Thursday, January 5, 2012

Type Errors as Warnings

Paul Snively and I are having a bit of disagreement about the value of treating type errors as warnings during development. It's hard to make anything like a cohesive point on Twitter so I thought I'd write a quickie post on what I mean and why I think it's valuable.

What I'm talking about is not revolutionary. Eclipse JDT does it and I'm sure others do as well. The idea in a nutshell is that when the compiler encounters a type problem in addition to reporting a problem and instead of stopping it should optionally elide the offending code and replaces it with code that will throw an exception if executed. As a trivial example the Java code

int foo(String x) {
   return x*2;
}

would get an error report and be replaced by the equivalent of

int foo(String x) {
  throw new TypeError("Expected an int but got a String at line 42 of Bar.java.");
}

That kind of loose handling of type errors obviously shouldn't be enabled for production builds or even continuous integration builds - otherwise I might as well use a dynamically typed language that does it better anyway. But for development I find that kind of behavior very useful. And while my toy example was in Java I have the same desire when working on any large program in a statically typed language.

My main use case is modifying a data structure definition that is used several places in a large program. As one concrete example, if I modify a language AST definition I may not want to bother fixing up the optimizing code path until I've ironed out the kinks in the non-optimizing code path. Perhaps the whole idea is rubbish and any work I do on the optimizing path would be wasted. Or if I had a Boolean field but realized I should have used something more meaningful or with more options then I could break code everywhere but want to fix and unit test parts of the program incrementally, allowing me to think about more manageably sized chunks than "everything this one change breaks."

When a program gets changed it may very well pass through stages where parts of it are nonsense, or at least not provably sensible. Rather than having to fix everything up before exploring the consequences of my change I find that it is sometimes handy to work in a more piecemeal fashion, restoring sense to some parts and exploring the consequences. Compilers that can treat type errors as warning support that work style. Without such support I frequently end up manually peppering my code with exceptions and TODOs.
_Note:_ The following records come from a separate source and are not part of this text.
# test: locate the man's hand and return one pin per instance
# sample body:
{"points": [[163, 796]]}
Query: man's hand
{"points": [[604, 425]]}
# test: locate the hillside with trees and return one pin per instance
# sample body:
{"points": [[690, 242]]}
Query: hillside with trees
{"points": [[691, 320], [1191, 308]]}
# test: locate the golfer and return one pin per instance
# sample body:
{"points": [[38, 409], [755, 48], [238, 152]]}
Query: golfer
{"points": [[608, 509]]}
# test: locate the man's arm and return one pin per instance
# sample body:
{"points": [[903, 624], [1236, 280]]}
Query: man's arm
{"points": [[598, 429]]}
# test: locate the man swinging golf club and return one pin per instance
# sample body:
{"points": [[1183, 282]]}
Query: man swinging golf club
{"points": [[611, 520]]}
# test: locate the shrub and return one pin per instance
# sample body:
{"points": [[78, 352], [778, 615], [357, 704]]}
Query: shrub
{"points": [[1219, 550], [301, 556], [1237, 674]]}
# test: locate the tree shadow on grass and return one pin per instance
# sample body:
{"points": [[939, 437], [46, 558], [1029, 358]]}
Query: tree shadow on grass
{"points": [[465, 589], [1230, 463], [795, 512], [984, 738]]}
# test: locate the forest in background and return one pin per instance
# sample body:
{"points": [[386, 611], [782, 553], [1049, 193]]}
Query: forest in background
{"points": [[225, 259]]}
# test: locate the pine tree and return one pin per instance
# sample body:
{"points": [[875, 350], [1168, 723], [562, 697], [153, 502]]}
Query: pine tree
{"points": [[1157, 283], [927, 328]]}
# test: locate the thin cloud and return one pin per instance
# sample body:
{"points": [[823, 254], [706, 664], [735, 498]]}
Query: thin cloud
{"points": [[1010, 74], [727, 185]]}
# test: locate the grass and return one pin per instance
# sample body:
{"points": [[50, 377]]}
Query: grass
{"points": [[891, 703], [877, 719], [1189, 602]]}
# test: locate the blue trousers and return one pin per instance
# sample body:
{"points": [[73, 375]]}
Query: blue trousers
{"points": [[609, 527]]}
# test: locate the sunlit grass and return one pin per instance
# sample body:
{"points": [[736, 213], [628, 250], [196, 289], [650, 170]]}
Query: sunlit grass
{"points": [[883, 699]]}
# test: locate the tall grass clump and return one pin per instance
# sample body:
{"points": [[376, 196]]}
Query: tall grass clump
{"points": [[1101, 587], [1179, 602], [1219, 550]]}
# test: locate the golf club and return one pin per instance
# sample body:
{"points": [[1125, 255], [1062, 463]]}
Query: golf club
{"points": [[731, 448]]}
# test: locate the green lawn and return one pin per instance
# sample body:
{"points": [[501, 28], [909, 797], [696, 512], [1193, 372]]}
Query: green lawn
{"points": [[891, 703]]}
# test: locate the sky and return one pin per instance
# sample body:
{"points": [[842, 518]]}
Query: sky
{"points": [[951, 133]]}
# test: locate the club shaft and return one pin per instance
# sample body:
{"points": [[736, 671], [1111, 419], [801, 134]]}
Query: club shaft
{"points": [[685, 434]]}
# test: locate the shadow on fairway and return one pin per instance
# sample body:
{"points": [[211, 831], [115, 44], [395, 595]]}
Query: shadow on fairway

Why not let the compiler do that bookkeeping for me?

Edit: Clarifications and Rebuttals

I'm not talking about optional typing where you can turn off type checking. Nor am I talking about gradual typing where you can turn type checking on or off for various parts of your program. Optional and gradual typing might (or might not) be nice, but they're orthogonal to what I'm talking about. All I'm suggesting is that when a static type checker (optional or not, gradual or not) finds a problem I always want the error report but during development I don't necessarily want the errors to prevent code generation. And while there might be sophisticated ways to generate code around type errors the most straightforward is to emit code for an exception or program termination plus some diagnostics.

There are suggestions in the comments that the result will be something like the wars over turning on -Wall (warn for all known potential problems). But -Wall isn't the right comparison, since I'm not suggesting that any type checks can be turned off. What I'm proposing is more nearly the equivalent of turning off -Werror (error on warnings). The difference is that code will often work (or at least "work" with scare quotes) in the presence of warnings. The temptation to ignore warnings can be quite strong. But in the case of type errors my suggestion would produce an executable that absolutely can't work if an offending code path is executed. Thus the temptation to turn type errors into warnings on production builds should be minimal.

If a compiler writer is seriously concerned that this behavior would be abused for production builds then the answer might be to only expose it via an API that can be used by IDEs, Emacs SLIME style modes, etc, but which isn't available in the supplied command line batch compiler. That sounds like overkill to me, but whatever.